Bad retail loans have been exposed, but they are still at a low level, and the quality of assets is excellent. The defect rate at the end of June was 0.76%, the same as at the end of March. The estimated annualized bad generation rate for the first half of the year was only 0.69%, and the asset quality was excellent. Among them, the retail loan non-performing ratio was 0.91%, up 13 bps from the beginning of the year, and the non-performing ratio of corporate loans was 0.66%, down 17 bps from the beginning of the year. At the end of the term, 1.36% were focused on loans, and 1.54% were overdue loans, up 19 bps and 31 bps, respectively, from the beginning of the year. Since individual businesses are less resilient to risks, it is normal that pressure on the quality of the company's assets has increased. However, indicators such as the non-performing rate and overdue rate are still at a low level. At the same time, the company's bad certification is strict. “The ratio of loan balance overdue for 60 days or more to non-performing loans is 107.04%” at the end of the period, which also shows that the company's small and micro business model already has the ability to cross the cycle to a certain extent. The company's end-of-period provision coverage rate was 539%, the same as at the end of March, and is at the forefront of the industry.

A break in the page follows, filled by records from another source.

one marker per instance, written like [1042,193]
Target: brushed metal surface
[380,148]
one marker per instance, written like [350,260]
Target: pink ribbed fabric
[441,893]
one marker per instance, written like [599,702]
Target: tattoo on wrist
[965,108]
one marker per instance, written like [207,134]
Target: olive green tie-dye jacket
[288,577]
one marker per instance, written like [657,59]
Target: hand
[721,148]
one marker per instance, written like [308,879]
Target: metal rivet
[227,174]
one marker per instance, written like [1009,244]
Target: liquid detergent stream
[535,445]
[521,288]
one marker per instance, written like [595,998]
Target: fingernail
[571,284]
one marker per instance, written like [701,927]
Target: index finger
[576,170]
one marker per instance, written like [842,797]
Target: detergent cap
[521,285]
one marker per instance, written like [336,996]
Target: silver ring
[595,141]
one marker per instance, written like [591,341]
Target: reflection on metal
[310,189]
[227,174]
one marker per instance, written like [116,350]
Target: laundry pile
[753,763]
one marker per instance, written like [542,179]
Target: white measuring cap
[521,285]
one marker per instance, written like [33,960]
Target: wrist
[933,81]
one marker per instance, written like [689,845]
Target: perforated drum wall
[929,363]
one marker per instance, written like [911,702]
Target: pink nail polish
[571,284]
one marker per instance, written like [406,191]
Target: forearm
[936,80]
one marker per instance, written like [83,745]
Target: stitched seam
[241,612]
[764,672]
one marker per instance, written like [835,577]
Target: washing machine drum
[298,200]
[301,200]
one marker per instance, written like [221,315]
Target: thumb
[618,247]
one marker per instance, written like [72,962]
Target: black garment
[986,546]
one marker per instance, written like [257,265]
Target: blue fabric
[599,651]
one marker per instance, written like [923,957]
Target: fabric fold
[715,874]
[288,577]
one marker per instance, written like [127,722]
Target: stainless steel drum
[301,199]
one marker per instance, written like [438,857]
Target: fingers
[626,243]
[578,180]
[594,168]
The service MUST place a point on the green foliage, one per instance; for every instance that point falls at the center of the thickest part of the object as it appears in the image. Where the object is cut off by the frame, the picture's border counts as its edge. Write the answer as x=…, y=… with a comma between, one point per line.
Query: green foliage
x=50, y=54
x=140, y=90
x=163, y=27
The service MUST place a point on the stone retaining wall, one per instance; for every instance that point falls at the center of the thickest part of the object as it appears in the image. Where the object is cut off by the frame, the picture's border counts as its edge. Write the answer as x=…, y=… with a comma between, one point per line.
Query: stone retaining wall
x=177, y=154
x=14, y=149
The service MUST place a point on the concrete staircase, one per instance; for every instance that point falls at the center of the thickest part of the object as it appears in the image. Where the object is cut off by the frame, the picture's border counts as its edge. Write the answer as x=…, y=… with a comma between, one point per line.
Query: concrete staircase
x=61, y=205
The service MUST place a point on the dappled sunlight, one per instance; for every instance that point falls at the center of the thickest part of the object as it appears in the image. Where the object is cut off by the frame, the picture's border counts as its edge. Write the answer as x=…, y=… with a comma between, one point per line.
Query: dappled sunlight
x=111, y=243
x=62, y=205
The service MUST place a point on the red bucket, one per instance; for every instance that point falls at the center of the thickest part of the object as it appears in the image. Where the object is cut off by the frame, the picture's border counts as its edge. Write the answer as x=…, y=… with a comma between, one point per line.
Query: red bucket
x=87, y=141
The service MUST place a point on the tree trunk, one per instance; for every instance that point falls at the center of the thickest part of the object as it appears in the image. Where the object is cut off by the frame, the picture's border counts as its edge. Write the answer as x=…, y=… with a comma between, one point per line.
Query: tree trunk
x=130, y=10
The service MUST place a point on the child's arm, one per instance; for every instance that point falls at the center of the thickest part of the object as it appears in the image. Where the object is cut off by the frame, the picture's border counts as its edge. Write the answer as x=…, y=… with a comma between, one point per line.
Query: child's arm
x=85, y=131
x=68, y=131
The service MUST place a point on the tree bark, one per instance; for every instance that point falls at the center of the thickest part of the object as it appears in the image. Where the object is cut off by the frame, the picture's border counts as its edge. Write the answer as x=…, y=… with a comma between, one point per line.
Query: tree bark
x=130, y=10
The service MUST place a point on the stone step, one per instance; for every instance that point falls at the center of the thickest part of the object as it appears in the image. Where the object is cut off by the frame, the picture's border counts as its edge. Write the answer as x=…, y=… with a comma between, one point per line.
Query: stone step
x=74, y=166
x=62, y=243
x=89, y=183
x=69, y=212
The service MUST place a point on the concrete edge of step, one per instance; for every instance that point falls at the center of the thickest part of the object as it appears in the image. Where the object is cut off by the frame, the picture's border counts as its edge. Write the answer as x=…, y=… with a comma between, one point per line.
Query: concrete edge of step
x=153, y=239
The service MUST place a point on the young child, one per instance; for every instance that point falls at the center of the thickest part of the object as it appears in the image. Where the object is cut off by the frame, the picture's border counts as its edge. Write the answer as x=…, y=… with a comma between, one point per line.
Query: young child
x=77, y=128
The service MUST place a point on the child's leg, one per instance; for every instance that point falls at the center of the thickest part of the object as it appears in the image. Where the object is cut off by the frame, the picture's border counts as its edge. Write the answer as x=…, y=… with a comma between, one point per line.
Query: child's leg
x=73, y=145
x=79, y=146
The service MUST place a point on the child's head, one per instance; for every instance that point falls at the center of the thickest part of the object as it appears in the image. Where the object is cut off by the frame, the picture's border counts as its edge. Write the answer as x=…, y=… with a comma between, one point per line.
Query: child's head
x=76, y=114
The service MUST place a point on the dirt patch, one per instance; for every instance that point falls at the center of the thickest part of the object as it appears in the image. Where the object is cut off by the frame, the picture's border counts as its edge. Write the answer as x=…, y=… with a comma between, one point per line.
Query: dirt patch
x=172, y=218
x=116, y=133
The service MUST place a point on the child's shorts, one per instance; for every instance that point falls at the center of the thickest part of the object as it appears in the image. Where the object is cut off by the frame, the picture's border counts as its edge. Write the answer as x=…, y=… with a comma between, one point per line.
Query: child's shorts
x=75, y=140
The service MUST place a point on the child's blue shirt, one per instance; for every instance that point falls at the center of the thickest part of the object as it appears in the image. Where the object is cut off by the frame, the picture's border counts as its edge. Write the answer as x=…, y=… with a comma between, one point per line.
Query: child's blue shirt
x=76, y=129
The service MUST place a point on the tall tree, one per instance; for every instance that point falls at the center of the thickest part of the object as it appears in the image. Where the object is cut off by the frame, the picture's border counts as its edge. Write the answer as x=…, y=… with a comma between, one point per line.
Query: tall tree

Investment advice: The company continues to deepen its strategy of becoming smaller and diversified, and maintains the 2024-2026 net profit forecast of 3.9/4.6/5.6 billion yuan, corresponding to a year-on-year growth rate of 19.0%/17.5%/22.1%. The current stock price corresponds to the 2024-2026 PE value of 5.3x/4.5x/3.7x, maintaining the “superior to market” rating.
Risk warning: Macroeconomic recovery falls short of expectations and will drag down the company's net interest spreads and asset quality.